Sunday, February 27, 2011

Tamil 101: Week 1

Below are a few impressions and thoughts on my first week in language class. I am in a class of five smart and capable professionals and we study with three wonderful instructors for five long hours each day. Whoa, I thought six hours of Arabic a week was more than I could handle; now I am up to 25 hours a week. This is definitely an intense and unique language experience. 

I can best describe my language abilities in two ways; extreme natural ability combined with a terrible work ethic. I enjoy language study and possess an innate ability to pick up subtleties of inflection, pronunciation, and grammar, however I am a terribly lazy language student – I just don’t study enough to capitalize on my natural talents. My husband is the exact opposite, language study is hard for him, he does not really enjoy it, but he has a serious comparative advantage over me – man he works hard! He sits there and studies for hours and all the hard work pays off in big ways. I marvel at his commitment and hard work. I wish I was more like him in that respect.

Tamil is hard, really hard. The alphabet has lots of vowels and consonants. Both letters are somewhat hard to pronounce. In the vowel section, there are distinct vowels for long and short sounds; such as e and eee, u and uuu, o and ooo. Tamil also has some sounds that we take for granted in English, but don’t assign distinct characters to; like ay and aw. There are five N characters/sounds, all distinct according to my instructors, but tend to sound the same towards hour five of language class. There are also three distinct L characters/sounds, and at least two R characters/sounds. Did I mention that in Tamil, you don’t read in a linear fashion? When combined with consonants, vowels look completely different than in the alphabet. Tamil uses punctuation very sparsely, making this language one of the most rapidly spoken languages in the world. Lastly, at least to my ear, Tamil sounds a bit tonal. I think technically, Tamil does not fall into a tonal language category, such as Cantonese, Mandarin, or Korean, but it sure sounds tonal to this student. 
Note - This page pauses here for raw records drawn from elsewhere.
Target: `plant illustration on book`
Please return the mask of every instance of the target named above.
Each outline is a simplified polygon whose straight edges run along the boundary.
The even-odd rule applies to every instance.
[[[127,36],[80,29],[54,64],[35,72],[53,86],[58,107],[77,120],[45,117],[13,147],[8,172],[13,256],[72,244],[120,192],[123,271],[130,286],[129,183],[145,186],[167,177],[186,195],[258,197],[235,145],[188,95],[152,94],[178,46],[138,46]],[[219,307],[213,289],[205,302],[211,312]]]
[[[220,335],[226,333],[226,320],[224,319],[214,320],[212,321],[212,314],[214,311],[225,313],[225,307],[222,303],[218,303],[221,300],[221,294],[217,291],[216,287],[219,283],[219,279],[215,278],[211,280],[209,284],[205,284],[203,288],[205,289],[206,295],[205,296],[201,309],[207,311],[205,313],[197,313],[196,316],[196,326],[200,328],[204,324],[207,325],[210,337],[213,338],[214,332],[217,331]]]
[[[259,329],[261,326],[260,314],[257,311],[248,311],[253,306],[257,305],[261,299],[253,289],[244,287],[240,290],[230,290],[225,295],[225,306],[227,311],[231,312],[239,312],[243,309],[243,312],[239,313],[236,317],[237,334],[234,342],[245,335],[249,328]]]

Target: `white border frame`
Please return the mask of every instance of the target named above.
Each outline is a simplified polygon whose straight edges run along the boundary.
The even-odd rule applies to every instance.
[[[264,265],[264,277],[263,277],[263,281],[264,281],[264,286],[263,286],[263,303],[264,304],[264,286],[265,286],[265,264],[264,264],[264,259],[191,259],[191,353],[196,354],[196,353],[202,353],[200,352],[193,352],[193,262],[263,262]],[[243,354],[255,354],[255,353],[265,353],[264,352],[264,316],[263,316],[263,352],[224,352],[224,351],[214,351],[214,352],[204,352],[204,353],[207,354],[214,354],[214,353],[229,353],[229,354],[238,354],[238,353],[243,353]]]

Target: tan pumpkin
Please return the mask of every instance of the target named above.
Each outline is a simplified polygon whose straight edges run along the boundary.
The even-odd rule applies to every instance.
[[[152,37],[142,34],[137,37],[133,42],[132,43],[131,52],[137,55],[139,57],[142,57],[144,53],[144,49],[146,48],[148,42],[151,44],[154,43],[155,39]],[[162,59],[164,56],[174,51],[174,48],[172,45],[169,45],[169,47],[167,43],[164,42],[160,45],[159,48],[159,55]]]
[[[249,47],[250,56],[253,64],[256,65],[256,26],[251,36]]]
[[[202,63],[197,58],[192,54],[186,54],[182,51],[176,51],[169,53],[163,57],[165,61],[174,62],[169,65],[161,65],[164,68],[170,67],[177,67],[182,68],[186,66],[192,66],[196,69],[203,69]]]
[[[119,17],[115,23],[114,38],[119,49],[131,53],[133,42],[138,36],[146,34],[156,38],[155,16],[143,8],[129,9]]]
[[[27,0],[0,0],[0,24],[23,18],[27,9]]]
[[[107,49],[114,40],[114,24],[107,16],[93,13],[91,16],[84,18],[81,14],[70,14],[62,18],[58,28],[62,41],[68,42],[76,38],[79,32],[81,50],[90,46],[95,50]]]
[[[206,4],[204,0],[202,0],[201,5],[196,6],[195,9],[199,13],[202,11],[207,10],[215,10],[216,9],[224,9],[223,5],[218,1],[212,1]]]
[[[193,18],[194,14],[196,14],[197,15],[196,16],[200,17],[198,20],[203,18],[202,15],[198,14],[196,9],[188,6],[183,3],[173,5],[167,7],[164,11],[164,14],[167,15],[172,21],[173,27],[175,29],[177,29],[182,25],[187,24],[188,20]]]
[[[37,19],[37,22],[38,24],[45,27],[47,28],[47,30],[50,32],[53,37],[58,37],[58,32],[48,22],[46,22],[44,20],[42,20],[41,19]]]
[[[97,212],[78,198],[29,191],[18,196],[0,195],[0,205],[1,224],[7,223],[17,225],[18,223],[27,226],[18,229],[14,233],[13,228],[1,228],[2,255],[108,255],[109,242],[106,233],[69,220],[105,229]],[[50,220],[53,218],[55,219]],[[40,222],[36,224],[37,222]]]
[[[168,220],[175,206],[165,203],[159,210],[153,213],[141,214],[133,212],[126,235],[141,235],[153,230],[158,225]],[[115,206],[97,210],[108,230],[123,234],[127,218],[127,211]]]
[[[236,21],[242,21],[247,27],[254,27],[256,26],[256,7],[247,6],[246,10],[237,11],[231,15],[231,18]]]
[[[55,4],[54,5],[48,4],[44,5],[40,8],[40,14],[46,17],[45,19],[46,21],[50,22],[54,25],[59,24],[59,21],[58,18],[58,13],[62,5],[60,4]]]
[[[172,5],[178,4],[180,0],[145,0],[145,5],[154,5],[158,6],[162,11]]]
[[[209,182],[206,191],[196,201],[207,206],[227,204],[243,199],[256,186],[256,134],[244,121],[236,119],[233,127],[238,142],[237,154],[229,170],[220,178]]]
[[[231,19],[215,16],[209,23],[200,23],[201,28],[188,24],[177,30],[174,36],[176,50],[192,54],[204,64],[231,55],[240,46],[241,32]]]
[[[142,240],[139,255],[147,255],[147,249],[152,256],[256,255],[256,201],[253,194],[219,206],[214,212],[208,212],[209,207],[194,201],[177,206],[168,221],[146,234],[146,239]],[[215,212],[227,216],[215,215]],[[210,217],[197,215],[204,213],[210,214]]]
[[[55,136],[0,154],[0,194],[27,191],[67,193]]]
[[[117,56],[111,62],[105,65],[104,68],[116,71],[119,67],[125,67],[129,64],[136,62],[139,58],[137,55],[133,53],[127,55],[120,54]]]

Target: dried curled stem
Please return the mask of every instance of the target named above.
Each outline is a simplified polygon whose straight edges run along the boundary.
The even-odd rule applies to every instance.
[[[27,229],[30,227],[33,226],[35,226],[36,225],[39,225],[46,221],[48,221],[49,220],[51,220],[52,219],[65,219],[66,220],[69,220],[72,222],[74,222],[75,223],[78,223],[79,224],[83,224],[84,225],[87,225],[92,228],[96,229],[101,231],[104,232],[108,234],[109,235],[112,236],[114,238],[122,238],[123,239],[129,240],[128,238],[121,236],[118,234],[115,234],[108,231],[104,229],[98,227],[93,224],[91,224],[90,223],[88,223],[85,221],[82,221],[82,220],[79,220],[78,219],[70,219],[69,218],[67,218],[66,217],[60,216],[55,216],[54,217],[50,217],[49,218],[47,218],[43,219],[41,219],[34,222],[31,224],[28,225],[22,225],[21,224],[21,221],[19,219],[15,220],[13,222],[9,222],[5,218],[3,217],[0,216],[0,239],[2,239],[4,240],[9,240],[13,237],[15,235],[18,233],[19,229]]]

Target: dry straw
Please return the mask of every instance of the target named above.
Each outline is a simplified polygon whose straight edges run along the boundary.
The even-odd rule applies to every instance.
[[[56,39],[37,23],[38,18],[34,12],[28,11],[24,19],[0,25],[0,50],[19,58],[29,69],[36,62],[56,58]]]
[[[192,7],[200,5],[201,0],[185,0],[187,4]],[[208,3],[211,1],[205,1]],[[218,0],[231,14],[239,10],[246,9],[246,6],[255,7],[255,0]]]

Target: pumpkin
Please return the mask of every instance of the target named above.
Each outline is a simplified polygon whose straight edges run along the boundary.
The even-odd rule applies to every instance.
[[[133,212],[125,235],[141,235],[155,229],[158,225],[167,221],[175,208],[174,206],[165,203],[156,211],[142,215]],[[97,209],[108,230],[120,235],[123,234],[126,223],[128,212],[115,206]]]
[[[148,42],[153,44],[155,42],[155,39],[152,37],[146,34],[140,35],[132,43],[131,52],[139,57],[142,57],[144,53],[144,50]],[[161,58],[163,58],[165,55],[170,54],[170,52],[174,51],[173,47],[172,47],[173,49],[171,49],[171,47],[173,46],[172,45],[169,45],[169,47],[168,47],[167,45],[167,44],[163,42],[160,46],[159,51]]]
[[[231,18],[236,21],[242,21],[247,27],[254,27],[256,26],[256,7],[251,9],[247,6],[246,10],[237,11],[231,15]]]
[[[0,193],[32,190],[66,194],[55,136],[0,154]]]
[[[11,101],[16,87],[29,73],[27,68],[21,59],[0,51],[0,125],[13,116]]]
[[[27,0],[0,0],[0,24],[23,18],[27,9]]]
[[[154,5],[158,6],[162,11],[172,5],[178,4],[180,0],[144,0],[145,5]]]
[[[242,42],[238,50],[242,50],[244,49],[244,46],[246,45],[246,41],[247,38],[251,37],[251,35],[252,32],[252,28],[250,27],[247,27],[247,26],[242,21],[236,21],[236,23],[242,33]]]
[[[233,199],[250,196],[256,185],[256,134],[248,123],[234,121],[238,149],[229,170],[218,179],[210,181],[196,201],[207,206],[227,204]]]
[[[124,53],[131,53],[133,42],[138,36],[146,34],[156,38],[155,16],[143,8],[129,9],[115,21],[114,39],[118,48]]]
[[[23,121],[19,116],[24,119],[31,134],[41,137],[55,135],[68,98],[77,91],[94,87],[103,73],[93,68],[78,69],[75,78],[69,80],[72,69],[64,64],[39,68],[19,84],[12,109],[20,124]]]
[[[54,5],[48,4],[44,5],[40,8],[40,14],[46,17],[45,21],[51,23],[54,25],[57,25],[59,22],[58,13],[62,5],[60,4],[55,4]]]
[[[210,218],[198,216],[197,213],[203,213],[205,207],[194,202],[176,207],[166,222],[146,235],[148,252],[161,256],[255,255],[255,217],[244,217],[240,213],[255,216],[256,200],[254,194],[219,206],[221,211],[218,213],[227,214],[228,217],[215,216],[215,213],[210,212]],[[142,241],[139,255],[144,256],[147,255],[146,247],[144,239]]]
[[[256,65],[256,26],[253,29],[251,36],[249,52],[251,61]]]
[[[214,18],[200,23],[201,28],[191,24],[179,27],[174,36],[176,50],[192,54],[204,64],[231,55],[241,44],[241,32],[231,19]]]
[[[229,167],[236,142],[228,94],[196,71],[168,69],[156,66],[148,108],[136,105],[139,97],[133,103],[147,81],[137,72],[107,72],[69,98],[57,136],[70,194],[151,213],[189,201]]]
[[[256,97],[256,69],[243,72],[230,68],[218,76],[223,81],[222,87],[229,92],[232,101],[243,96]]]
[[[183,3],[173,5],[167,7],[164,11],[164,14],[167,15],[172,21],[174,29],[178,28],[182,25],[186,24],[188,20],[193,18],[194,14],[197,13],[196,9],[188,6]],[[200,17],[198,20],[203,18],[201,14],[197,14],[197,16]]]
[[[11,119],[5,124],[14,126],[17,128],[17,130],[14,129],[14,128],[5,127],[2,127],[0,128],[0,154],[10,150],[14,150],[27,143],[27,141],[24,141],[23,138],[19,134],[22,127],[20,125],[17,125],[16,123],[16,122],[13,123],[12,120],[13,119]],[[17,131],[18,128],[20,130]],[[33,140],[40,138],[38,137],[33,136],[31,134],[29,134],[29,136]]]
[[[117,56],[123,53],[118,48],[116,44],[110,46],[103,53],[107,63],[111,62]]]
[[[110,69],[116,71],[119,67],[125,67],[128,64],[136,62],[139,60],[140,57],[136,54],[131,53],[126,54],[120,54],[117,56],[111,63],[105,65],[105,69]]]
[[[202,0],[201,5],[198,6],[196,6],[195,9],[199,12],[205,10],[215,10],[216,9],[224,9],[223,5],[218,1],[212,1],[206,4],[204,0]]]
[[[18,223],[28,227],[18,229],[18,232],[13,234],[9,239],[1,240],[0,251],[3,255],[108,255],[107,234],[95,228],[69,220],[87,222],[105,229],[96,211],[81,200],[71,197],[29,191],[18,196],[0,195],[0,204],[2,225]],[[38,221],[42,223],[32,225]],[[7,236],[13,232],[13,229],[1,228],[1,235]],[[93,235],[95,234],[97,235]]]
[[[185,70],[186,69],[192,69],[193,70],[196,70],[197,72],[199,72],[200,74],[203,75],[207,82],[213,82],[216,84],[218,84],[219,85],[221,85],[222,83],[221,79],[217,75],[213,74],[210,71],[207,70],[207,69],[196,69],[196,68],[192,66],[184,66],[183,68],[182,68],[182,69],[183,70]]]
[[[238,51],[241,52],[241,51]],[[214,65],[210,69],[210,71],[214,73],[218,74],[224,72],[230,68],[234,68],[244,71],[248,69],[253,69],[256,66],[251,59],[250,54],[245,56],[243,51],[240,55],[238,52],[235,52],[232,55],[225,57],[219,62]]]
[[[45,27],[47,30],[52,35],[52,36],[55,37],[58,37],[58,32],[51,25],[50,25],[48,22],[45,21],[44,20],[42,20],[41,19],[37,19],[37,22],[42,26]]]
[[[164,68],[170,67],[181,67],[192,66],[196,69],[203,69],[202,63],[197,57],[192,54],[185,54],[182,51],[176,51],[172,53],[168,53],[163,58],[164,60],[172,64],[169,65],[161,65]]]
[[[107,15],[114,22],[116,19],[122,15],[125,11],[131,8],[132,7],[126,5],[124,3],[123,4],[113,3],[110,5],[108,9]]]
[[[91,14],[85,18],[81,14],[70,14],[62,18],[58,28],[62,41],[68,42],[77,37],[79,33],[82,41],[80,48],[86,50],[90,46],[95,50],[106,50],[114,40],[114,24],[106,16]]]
I succeed in using every major and minor muscle in my mouth, leaving my mouth and jaw tender and painful at the end of each day of class. I think I met my linguistic match. I will need to work a lot harder than in the past. At the end of this week I asked my husband, “so when you first started learning Tamil, did you feel like you somehow ended up in a special education class?” He responded, “Yes and what’s worse is that I felt like I belonged there.” I think that just about sums it up. Although, I am currently sitting in the back of the short bus, but am enjoying (almost) every minute of language study.

In other news, the Hebrew class is right around the corner. During a break, I started chatting with the students in Hebrew. They started asking me if I was one the teachers. Score! My Hebrew is still alive and kicking, hidden somewhere in the recesses of my tired brain.